President Barack Obama was and is a strong ally of Israel. It was and is Israeli intelligence that paved the way for the Bush Neo-Cons to attack Iraq. Yet, Iraq was never the end-game of Neo-Con strategists. Essentially, all of the Levant was to be forced into an artificially constructed "democracies" which would be led by friendlies eager to open their borders to outside exploitation. Needless to say, Halliburton, et al, were in the vanguard. There was probably an assumption that we would control nuclear development among the new democracies.
Americans, after watching many billions of dollars seemingly vanish in the reconstruction of Iraq by such giants as Halliburton, learned that they are corrupt. After America has listened to the Bush Neo-Cons lie about WMDs, distort the influence of al-Qaeda (whose titular leader, Osama bin Laden, has probably been dead for years), and scratch their heads at the persistent resistance, now learn that Iraqi, Afghani, and Irani leaders have not been honest.
If the latter have been Machiavellian in their strategies, have Westerners - especially American leaders - been forthright?

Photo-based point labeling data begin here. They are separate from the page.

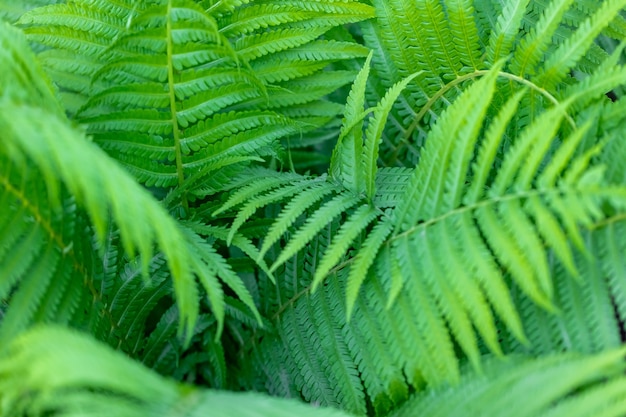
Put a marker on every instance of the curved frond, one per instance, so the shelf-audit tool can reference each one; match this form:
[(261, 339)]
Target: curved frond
[(88, 378), (503, 389)]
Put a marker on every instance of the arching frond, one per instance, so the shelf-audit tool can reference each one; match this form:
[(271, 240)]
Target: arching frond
[(563, 385), (75, 375)]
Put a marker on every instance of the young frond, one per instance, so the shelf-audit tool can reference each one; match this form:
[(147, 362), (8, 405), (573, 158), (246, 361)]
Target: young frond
[(563, 385), (64, 371), (570, 52)]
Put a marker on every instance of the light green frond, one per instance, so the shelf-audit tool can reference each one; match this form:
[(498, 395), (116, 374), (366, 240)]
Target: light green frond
[(363, 260), (506, 30), (346, 161), (318, 220), (74, 375), (569, 53), (504, 389), (374, 131), (460, 14), (533, 46), (294, 209), (347, 233), (142, 224), (442, 153), (263, 15)]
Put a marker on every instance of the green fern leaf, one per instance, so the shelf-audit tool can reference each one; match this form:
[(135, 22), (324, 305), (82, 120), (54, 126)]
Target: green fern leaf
[(506, 30), (354, 225), (346, 160), (374, 131), (314, 224)]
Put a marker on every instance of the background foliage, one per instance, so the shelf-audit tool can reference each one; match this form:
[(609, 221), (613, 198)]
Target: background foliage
[(325, 208)]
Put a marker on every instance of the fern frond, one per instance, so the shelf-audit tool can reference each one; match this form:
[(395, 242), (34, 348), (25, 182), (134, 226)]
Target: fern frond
[(460, 14), (533, 46), (374, 131), (345, 164), (596, 381), (88, 378), (347, 233), (327, 212), (506, 30), (568, 53)]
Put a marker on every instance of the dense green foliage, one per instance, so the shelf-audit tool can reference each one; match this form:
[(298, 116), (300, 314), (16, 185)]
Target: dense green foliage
[(386, 208)]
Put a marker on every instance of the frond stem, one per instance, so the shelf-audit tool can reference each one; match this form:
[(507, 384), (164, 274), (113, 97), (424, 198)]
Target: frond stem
[(65, 248), (471, 207), (407, 134), (172, 96)]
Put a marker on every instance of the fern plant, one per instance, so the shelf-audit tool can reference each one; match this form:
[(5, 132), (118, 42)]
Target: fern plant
[(383, 208)]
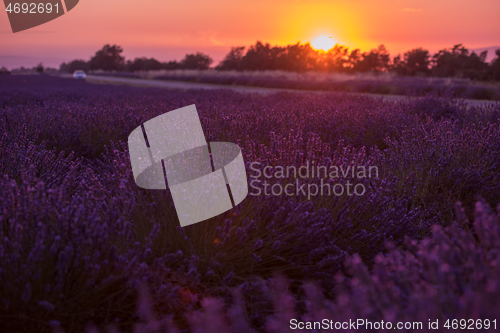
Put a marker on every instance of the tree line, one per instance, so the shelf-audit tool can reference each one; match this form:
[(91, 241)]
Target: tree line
[(109, 58), (456, 61)]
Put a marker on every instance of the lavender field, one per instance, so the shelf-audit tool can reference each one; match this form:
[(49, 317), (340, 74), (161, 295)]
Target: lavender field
[(83, 248)]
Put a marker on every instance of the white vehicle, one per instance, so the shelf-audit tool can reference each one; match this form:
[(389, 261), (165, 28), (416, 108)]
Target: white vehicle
[(79, 74)]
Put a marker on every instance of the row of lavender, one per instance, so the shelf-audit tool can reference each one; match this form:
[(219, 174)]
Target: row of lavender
[(78, 238)]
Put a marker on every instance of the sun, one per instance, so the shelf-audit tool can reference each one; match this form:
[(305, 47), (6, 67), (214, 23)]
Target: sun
[(323, 43)]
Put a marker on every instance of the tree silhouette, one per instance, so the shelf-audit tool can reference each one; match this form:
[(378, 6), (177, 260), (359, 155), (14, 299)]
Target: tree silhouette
[(108, 58), (196, 61)]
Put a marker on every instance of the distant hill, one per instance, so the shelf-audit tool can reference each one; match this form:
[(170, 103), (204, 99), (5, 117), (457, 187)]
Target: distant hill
[(491, 52)]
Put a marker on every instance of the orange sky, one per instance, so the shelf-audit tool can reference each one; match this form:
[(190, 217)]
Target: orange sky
[(168, 29)]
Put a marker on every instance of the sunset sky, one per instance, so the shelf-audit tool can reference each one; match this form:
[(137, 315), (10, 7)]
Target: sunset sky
[(168, 29)]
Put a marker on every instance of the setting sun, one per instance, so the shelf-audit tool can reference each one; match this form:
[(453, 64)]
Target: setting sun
[(323, 43)]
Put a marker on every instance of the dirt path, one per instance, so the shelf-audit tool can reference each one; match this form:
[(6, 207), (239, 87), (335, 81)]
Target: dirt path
[(243, 89)]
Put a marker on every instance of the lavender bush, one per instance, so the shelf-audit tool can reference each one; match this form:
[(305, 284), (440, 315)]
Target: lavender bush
[(79, 239)]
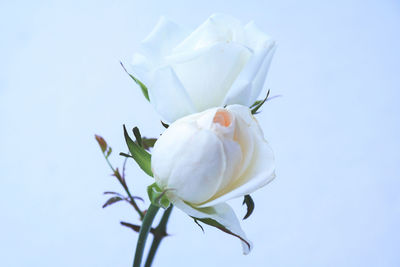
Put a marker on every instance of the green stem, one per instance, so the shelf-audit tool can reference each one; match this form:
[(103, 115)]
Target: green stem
[(144, 232), (159, 233), (135, 206)]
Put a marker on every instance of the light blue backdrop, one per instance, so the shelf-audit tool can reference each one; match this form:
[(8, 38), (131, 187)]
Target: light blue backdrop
[(335, 132)]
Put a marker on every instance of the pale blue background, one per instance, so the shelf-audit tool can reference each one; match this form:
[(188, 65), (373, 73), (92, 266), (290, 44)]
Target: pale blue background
[(335, 132)]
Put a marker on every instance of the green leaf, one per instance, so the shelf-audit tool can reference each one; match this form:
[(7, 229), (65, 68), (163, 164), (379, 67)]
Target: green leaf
[(157, 196), (141, 85), (112, 201), (109, 152), (136, 227), (102, 143), (216, 224), (258, 104), (137, 135), (141, 156), (250, 206)]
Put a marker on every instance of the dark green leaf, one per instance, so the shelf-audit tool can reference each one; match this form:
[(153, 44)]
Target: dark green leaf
[(141, 85), (125, 155), (112, 201), (137, 135), (135, 227), (216, 224), (141, 156), (102, 143), (258, 104), (201, 227), (250, 206), (113, 193), (109, 152), (157, 196)]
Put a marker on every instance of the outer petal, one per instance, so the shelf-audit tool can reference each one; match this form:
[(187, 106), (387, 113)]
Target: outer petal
[(259, 80), (223, 214), (261, 168), (217, 28), (259, 41), (165, 36), (248, 84), (168, 96), (208, 74), (198, 169)]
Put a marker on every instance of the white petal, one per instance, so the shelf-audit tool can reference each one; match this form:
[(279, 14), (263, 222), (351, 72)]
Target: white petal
[(217, 28), (223, 214), (167, 148), (255, 38), (261, 167), (168, 96), (165, 36), (259, 81), (250, 81), (209, 74), (198, 169)]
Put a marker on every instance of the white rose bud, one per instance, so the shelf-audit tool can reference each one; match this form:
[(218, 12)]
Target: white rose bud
[(205, 159), (222, 62)]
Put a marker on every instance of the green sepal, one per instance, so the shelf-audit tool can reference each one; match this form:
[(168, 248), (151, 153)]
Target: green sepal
[(250, 206), (254, 108), (141, 156), (216, 224), (158, 196), (141, 85)]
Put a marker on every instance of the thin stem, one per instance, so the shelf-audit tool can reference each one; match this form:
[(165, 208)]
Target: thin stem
[(135, 206), (159, 233), (144, 232)]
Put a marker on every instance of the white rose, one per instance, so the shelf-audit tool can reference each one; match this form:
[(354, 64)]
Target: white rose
[(205, 159), (221, 63)]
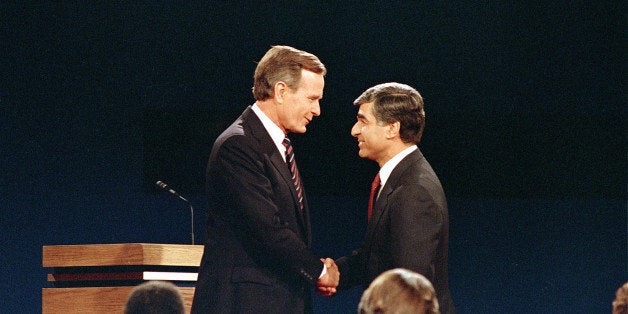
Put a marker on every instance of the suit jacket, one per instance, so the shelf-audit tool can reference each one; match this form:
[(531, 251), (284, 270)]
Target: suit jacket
[(257, 256), (409, 228)]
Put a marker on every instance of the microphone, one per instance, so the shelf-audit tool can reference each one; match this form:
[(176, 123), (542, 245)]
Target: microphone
[(166, 188)]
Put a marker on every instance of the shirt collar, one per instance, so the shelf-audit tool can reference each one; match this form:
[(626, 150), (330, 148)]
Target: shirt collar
[(389, 166), (276, 134)]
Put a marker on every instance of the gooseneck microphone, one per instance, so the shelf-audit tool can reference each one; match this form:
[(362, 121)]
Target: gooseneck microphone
[(172, 192)]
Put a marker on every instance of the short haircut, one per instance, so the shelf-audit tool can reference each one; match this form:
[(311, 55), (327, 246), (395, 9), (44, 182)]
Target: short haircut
[(620, 304), (283, 63), (155, 297), (397, 102), (399, 291)]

President Obama came into the presidency calling for a gradual withdrawal from Iraq and a gradual build-up in Afghanistan. He saw this host of mountains desperately seeking a meadow as a likely place for American intrusion. Although far from America, he saw importance in this land of poor and poorly educated people. Maybe, thought President Obama, we could export some IT companies there to take advantage of its cheap labor force.

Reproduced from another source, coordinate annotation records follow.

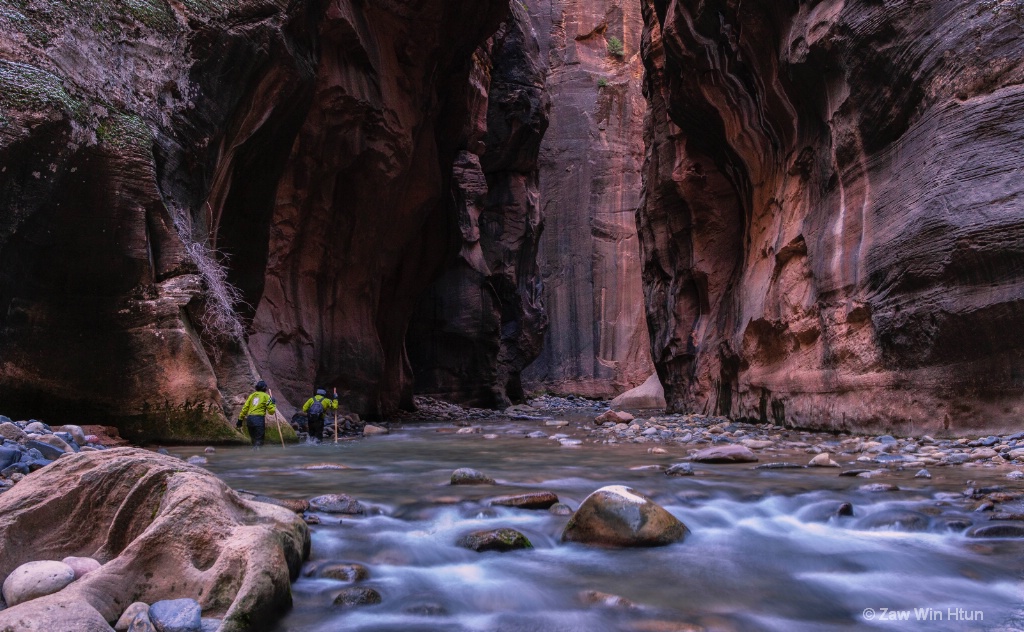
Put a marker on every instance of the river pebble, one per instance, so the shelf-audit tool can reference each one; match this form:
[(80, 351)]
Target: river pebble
[(176, 616)]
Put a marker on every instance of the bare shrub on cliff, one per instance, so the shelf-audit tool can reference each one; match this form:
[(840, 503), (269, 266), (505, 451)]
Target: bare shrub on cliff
[(218, 319)]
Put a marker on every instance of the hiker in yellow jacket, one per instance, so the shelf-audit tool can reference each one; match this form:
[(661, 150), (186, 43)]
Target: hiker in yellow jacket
[(316, 409), (254, 413)]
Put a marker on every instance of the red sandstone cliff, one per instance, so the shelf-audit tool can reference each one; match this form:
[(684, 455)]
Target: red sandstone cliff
[(833, 225), (311, 143), (597, 342)]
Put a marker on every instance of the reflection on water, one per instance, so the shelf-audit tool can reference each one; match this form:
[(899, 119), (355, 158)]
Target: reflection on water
[(767, 550)]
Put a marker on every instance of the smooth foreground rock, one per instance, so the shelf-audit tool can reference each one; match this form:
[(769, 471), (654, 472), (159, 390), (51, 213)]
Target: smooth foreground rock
[(36, 579), (130, 619), (495, 540), (162, 529), (176, 616), (650, 394), (725, 454), (617, 515), (465, 475), (357, 595), (865, 271)]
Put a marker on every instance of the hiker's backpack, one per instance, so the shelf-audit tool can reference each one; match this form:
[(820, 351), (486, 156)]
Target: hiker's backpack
[(315, 410)]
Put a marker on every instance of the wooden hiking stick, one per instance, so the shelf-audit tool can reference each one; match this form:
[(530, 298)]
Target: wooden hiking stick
[(276, 420)]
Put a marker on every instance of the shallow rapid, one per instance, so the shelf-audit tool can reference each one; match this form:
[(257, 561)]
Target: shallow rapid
[(766, 549)]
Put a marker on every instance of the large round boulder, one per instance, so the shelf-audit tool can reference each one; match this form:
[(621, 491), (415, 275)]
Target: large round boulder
[(161, 529), (617, 515), (36, 579), (466, 475), (501, 540)]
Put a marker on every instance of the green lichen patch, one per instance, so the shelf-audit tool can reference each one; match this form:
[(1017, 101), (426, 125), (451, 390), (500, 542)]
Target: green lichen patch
[(125, 130), (25, 88)]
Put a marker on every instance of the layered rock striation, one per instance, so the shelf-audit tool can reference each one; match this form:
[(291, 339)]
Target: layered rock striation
[(590, 174), (833, 223), (198, 194)]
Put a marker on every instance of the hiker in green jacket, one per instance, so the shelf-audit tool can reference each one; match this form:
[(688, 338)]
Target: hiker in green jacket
[(315, 409), (254, 413)]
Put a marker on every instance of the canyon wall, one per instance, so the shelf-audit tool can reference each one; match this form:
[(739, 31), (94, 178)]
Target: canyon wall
[(156, 155), (482, 322), (833, 223), (590, 166)]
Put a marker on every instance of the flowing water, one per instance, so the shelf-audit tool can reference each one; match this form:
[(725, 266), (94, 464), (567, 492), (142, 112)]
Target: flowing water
[(765, 551)]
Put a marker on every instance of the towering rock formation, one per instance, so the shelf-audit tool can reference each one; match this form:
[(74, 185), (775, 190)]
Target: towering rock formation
[(310, 143), (833, 226), (597, 342)]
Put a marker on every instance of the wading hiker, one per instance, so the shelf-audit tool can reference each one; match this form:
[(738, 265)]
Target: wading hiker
[(316, 409), (254, 413)]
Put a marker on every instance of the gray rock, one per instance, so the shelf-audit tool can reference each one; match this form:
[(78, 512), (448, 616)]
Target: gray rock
[(45, 450), (337, 503), (81, 565), (36, 579), (357, 595), (12, 432), (9, 456), (531, 500), (465, 475), (560, 509), (132, 613), (176, 616), (617, 515), (495, 540), (15, 468), (901, 519), (997, 531)]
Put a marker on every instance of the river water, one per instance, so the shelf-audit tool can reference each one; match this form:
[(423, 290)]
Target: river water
[(764, 553)]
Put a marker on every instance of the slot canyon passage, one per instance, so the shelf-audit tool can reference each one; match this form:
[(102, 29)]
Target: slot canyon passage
[(643, 316)]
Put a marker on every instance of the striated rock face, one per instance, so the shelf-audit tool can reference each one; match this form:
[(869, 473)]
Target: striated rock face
[(597, 342), (360, 222), (307, 145), (482, 322), (833, 224)]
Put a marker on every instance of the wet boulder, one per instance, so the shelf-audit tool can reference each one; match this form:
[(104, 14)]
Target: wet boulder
[(337, 503), (531, 500), (680, 469), (495, 540), (176, 616), (343, 572), (725, 454), (466, 475), (617, 515), (997, 531)]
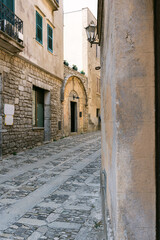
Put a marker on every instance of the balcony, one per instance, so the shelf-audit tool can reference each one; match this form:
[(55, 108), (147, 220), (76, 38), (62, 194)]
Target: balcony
[(54, 4), (11, 30)]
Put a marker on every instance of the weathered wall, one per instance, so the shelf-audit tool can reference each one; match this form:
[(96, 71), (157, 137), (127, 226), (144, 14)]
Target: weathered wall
[(93, 60), (128, 121), (18, 78), (34, 51)]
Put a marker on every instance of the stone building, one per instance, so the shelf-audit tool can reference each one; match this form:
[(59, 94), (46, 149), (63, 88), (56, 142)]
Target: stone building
[(77, 52), (74, 96), (31, 73), (129, 37)]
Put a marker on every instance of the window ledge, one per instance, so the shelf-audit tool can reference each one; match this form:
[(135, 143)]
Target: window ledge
[(38, 128)]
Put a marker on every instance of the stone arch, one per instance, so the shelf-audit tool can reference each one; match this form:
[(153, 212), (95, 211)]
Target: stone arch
[(66, 79), (74, 93)]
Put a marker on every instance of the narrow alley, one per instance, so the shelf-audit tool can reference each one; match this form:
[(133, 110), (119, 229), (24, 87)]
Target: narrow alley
[(53, 191)]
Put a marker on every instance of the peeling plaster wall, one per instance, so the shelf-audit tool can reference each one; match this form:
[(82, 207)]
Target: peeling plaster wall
[(128, 120)]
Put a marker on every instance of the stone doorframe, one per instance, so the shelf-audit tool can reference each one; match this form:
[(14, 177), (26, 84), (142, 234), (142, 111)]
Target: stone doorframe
[(47, 108), (64, 85)]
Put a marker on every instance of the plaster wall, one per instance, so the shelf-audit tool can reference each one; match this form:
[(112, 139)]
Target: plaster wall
[(73, 39), (128, 120), (34, 51)]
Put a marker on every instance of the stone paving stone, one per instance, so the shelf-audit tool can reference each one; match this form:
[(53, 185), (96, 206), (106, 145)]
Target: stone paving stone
[(68, 211)]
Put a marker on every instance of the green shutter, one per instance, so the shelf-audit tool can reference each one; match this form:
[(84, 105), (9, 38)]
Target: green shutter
[(50, 38), (39, 28)]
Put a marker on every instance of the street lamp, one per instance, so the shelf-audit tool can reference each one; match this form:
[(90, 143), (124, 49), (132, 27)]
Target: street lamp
[(91, 31)]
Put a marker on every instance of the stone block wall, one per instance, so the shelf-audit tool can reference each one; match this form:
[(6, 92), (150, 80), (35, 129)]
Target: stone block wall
[(18, 78)]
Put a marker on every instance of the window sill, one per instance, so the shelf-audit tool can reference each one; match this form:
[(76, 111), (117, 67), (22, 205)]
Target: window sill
[(38, 128)]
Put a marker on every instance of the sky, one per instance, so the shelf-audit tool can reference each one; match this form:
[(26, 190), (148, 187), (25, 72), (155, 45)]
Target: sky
[(72, 5)]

Recently, media reported that there were many billions of dollars worth of valuable minerals in Afghanistan. Does anyone in America believe that this knowledge was "just revealed?" Surely, American, British and European geologists, employed by vast natural resources companies, had long ago stumbled upon these valuable veins of minerals. Oil, natural gas, abundant fields of desirable minerals sprawled across the Levant might well "get the wheels turning" in the heads of ruling circles throughout the West.
President Obama might have conceived of himself as a modern Alexander the Great. As with the Macedon hero, he would be willing to respect his vanquished foes, if they paid tribute and provided "peace-keeping" troops to strengthen his warlike path.
I believe that the ambitious Barack Obama had lost patience with the pace of victory. If he were "Great," then the failures in Afghanistan could not be his. They must be the failure of generals who had proven to be "not the right stuff." As with another of President Obama's historical mentors, Abe Lincoln, Barack was having trouble finding the winning general.
Not so long ago, General David McKiernan was removed from his command in Afghanistan halfway through his two-year assignment. This general had called for "new thinking" and a "new approach" in the war in Afghanistan. Naturally, to a president with an "Alexander the Great" complex, this must have seemed presumptuous indeed.
General McKiernan was dumped.
Parenthetically, Afghanistan has historically been a nearly impossible country to conquer. I use the word "country" more in a geographical sense than a national sense. The British at their apex of power couldn't. Genghis Khan could, but he was a conqueror - not a cadre of British administrators backed by a regiment of Redcoats. Even opium madness could not gain for the British their desired Afghanistan Mandate.
The ambitious Barack Obama, surrounded by voices little different from "W.'s" Neo-Cons, does not plan for future history books to give him bad marks in this adventure. Yet, he needed the right sort of general. The president needed victory, craved for it, and would not stand for less than victory.
General Stanley McChrystal had failed. The president and his chief advisers had decided that Afghanistan could not be secured under his leadership. McChrystal had to go.
By using diplomatic rumor-mongers and the media, the president's advisers hoped to trap the general into a resignation. If a pretext could only be found that legitimized in the public eye the demand for McChrystal's resignation, then President Obama could look him in the eye and say, "you have forced my hand, general." The president's advisers must have looked carefully at General McChrystal's civilian advisers. If one or two could be "turned" to help the president, then a trap could surely be sprung.
Since there is a likelihood that privately many officers with service knowledge of Afghanistan, as well as historical knowledge, have drawn the conclusion that it is a theater too costly to pursue, given its remote threat to the United States. Some may have thought that talking to the press might be a way of informing their fellow citizens - the voters. There must also be concern that, if the several billion dollars per month that the war in Afghanistan costs should continue, then it will create an overwhelming justification for looting Afghanistan's "newly found" mineral wealth to pay back part of the "Cost of Freedom."
I believe that President Obama had gotten plenty of unwanted feedback about the private views of several officers, forcing him to the conclusion that he would need to clean out the barracks of all who doubted the vision of Barack the Great. The itty-bitty congressman on the Hill certainly would support their conquering hero, President Obama. That would probably also mean that McChrystal will not be the last general to be forced out.